Пока все шло без «заторов». Тот костяк сцены встречи на буровой, который вчера набросал Пахомов, обрастал «мясом».
Дочитав фразу или абзац и поняв, что она не дает объемного представления о написанном, он проводил к краю листа стрелку (что означало для машинистки — смотреть на обороте страницы) и начинал писать, или, как говорил сам Пахомов, наращивать «мускулы». Эта стрелка, «изобретенная» им лет пять назад, заметно ускоряла работу. Раньше, правя рукопись, он писал между строчек, на полях, и для него самого было проклятием разбирать что к чему, а машинистки просто не брались за его рукописи. Теперь стоило провести стрелку — и перед ним был чистый лист бумаги с обратной стороны, где можно было написать несколько слов, фразу, абзац, а иногда и целую страницу.
Прочитав абзац, Пахомов понял, что у его героя почти нет биографии. Он вывел стрелку и начал писать:
«Начальник промысла был почти на тридцать лет моложе Вырубова, и какое-то странное чувство протеста зарождалось в Семене Васильевиче против его молодости.
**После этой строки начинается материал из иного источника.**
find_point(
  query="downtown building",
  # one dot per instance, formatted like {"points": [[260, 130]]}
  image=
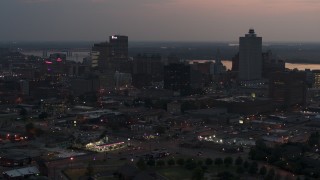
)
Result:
{"points": [[250, 57], [110, 58]]}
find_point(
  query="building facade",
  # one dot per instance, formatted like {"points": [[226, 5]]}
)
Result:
{"points": [[250, 57]]}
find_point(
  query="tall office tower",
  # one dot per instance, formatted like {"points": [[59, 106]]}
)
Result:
{"points": [[119, 47], [100, 54], [176, 77], [250, 57]]}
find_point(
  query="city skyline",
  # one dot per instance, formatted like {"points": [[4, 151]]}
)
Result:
{"points": [[170, 20]]}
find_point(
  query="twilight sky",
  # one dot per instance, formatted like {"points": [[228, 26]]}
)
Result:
{"points": [[168, 20]]}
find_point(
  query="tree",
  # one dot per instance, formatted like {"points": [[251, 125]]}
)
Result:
{"points": [[240, 170], [160, 163], [197, 174], [226, 175], [190, 164], [246, 164], [253, 168], [160, 129], [228, 161], [239, 161], [90, 170], [24, 113], [313, 139], [151, 162], [208, 161], [263, 170], [270, 175], [29, 127], [180, 162], [171, 162], [43, 115], [141, 164], [218, 161]]}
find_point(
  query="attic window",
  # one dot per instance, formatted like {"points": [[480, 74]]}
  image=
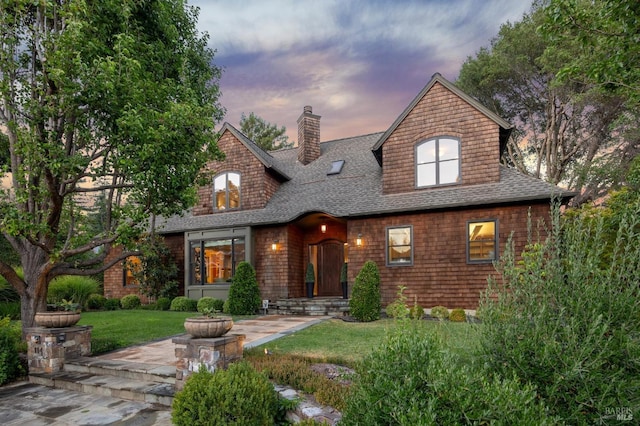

Он уже однажды, лет двадцать назад, пережил такое и, как человек справедливый, тогда же жестоко пристыдил себя…
Семен Васильевич всегда понимал молодых, был за них горою, спорил со «стариками», своими одногодками, причисляя себя к «неугомонной братии», удивлялся, как эти «дубы» не могут понять нового, за которым жизнь.
Но вот годам к пятидесяти Вырубова неожиданно стали раздражать сначала упрямство и настырность молодых, потом их максимализм и непримиримость и, наконец, откровенная глупость некоторых из них. Он вдруг заметил, что его любимые молодые подрывают основы той жизни, которую он создавал и в какой живет.
Семена Васильевича особенно возмутили два спектакля, на которых он побывал в Москве почти одновременно. В них он не увидел той созидательной критики, которую так любил, за которую сам стоял и готов был всегда драться. Ему показалось, что там было только отрицание, ниспровержение того, на чем держится сегодняшняя жизнь. И он взвыл. Нет, братцы, так нельзя!
…Прозрение было болезненным, но, как человек, привыкший все анализировать и исследовать, Семен Васильевич спросил себя: «А может быть, это и есть то самое «отрицание отрицания»? И я только задержался с ним в дороге, просмотрел момент своего диалектического перехода и сразу оказался в «стариках», «ретроградах»?..»
Пахомов дописал. Получилась почти целая страница. Теперь надо ее править. Он видел лишние и неточные слова, текст был рыхловат, фразы не звенели, но в них, на его взгляд, была мысль, было то, на что читательское сердце могло откликнуться: «А ведь и со мною…» И это главное — страницу можно править, а не выбрасывать, и Пахомов принялся за нее.
Так шла его работа час за часом. Он уже пропустил свой завтрак, который, если случались «затяжные заторы», устраивал для себя в двенадцать или в час, и тогда он был для него одновременно и обедом. Сейчас же шел второй час, а он все не мог оторваться от рукописи.
Он уже выправил все написанное вчера и, не прерываясь, стал писать сцену «задушевного разговора».
Слова легко складывались в фразы, и он пока не очень следил за их точностью. Ему сейчас нужен пафос, ритм этого разговора. Он слушал его и записывал, как стенографист, делая паузы там, где делали их его герои, вместе с ними переводил дух, сердился, улыбался, кричал и говорил, говорил за каждого из них, исписывая страницу за страницей.